Understanding the Reform of the Enhanced Supplementary Leverage Ratio (eSLR)
In June, a proposal for reform to the enhanced Supplementary Leverage Ratio (eSLR) – a post-crisis capital rule – was put forth by U.S. regulators. The eSLR is designed to ensure that banks maintain a minimum level of capital against their total exposures, regardless of the risk involved. The proposed change would replace the current 2% eSLR buffer for Globally Systemically Important Banks (GSIBs), with a sliding scale that would be tied to each bank’s systemic risk score. This effectively reduces the leverage capital required for most GSIBs, especially at the subsidiary level where market-making activities occur. [1]
Implications of the eSLR Reform
The immediate implication of this reform is that it frees up the balance sheet capacity for institutions like JPMorgan, Wells Fargo, and Citi. However, the deeper significance lies in its capacity to restore low-risk, high-velocity activities such as Treasury intermediation, repo financing, and FX swaps. These are not speculative trades but a provision of liquidity that makes markets work [2].
Such activities enable vital financial processes such as price discovery, capital formation, and trade execution. They bring steady, dependable liquidity to the system, making markets more resilient to shocks. Under the current SLR regime, these low-risk activities are indiscriminately penalized alongside high-risk exposures. The proposed reform for eSLR aims to correct this imbalance by aligning capital with function, thereby preserving market-making as a public utility.
eSLR Reform and the Volcker Rule
The eSLR reform aligns with the primary objectives of the Volcker Rule, named after Paul Volcker, who understood that financial crises are not only about solvency but also about liquidity. The Volcker Rule had two pillars: to ban proprietary trading but to preserve market making. Although the first objective was achieved, the second was unintentionally undermined by capital rules like the SLR.

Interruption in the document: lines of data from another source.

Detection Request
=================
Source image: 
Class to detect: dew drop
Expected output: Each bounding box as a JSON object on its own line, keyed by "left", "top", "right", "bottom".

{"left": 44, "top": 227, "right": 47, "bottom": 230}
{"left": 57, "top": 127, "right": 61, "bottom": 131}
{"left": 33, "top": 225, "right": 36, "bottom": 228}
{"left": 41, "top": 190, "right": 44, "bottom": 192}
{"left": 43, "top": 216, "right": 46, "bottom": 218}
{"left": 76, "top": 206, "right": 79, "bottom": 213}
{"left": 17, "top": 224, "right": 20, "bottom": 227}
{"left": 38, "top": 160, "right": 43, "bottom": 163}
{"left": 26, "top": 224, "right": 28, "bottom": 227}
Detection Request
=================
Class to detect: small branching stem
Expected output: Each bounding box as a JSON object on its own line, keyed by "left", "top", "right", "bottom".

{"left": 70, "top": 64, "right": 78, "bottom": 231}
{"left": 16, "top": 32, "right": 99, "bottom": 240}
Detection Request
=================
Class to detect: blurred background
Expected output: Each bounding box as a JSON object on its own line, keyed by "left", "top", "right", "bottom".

The SLR made no distinction between a Treasury in a matched-book repo and an equity derivative held for directional exposure. Both counted equally against leverage exposure, resulting in penalizing flow desks. The activities Volcker sought to protect – client-driven liquidity provision – became uneconomic. The proposed eSLR reform aims to correct this distortion without reopening the door to speculative risk-taking. It simply reopens the pipes through which liquidity can flow.
The Historical Perspective of eSLR Reform
The proposed reform not only restores the spirit of the Volcker Rule but also reinstates the deep understanding of liquidity in American financial thinking. This understanding dates back to the American Free Banking era (1837 – 1864). In 1858, in Ferry v. Bank of Central New York, the New York Supreme Court acknowledged that during a panic, liquidity vanishes, impairing the ability to meet obligations regardless of the solvency of the institution [3].

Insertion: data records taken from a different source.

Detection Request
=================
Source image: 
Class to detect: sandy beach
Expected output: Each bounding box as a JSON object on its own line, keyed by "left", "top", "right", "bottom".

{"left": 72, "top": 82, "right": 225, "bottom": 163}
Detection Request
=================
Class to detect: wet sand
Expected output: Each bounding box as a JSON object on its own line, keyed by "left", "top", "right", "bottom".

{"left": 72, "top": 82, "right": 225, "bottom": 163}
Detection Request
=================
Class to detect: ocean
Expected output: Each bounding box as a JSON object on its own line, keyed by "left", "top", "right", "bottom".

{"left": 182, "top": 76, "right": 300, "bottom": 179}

Criticisms of the eSLR Reform
Despite the apparent benefits of the eSLR reform, it has its critics who see it as a form of financial repression, a backdoor attempt to push banks into holding more government debt. However, historical data show that GSIBs have consistently held only about 2% to 6% of the total stock of U.S. Treasury securities. This was the case even before the implementation of the SLR in 2014, indicating that SLR is not the binding constraint on the amount of Treasuries that GSIBs hold.
Conclusion: The Urgency of eSLR Reform
The timing of the eSLR proposal is notable as it comes at a time when the liquidity infrastructure will be severely tested. With the rise of stablecoins and the growth of private equity and private credit, the ability to move collateral, cross risk, and make two-way prices under pressure will be crucial. The eSLR reform aims to rebuild this capacity, not by subsidizing risk, but by enabling resilience. It is designed to give the system the balance sheet to meet tomorrow’s redemptions before the pipes burst.